Nigeria’s economy recorded its fastest growth in nearly a decade, expanding by 4.6% year-on-year in the fourth quarter of 2024. This surge is attributed to robust fiscal reforms and a strong performance in the non-oil sectors, according to the World Bank.
Under President Bola Tinubu’s administration, Nigeria has implemented bold economic reforms aimed at stabilizing the nation’s finances. Key measures include the removal of fuel subsidies, cuts in electricity tariffs, and significant devaluations of the Nigerian naira.
These steps have contributed to a more unified and market-reflective exchange rate, enabling the Central Bank of Nigeria to rebuild official reserves, which now exceed $37 billion.
Alex Sienaert, the World Bank’s lead economist for Nigeria, highlighted that these reforms have led to a notable increase in government revenues, rising by 4.5% of GDP in 2024. This fiscal improvement has allowed for a reduction in the fiscal deficit from 5.4% in 2023 to an estimated 3% in 2024, according to Reuters.
Despite the positive growth trajectory, Nigeria continues to grapple with high inflation, a challenge exacerbated by the very reforms driving economic expansion. The removal of subsidies and currency devaluations have led to increased costs for goods and services, placing a strain on consumers. The World Bank projects that inflation could average just over 22% in 2025, assuming the Central Bank maintains its current tight monetary policy.
According to Nairametrics, Looking ahead, the World Bank forecasts Nigeria’s economy to grow by 3.6% in 2025, building on the momentum from the previous year. This growth is expected to be driven by continued improvements in the non-oil sectors, particularly services such as financial services, telecommunications, and information technology.
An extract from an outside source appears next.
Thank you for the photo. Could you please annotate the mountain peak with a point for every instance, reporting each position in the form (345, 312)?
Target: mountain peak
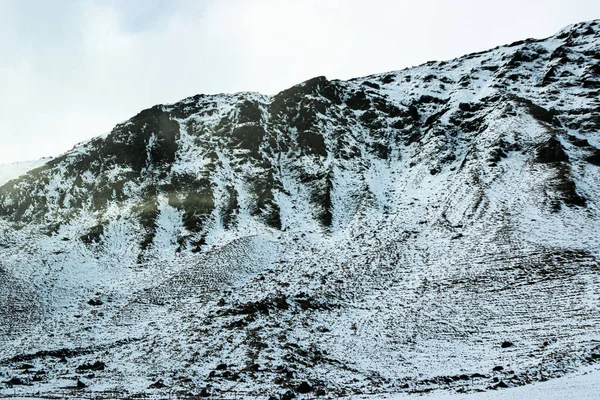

Additionally, easing inflationary pressures and improved business sentiment are anticipated to support this positive trend.
However, the full benefits of the implemented reforms, particularly the removal of fuel subsidies, have yet to be fully realized. The World Bank emphasizes the need for sustained tight monetary and disciplined fiscal policies to address ongoing inflation challenges and ensure long-term economic stability.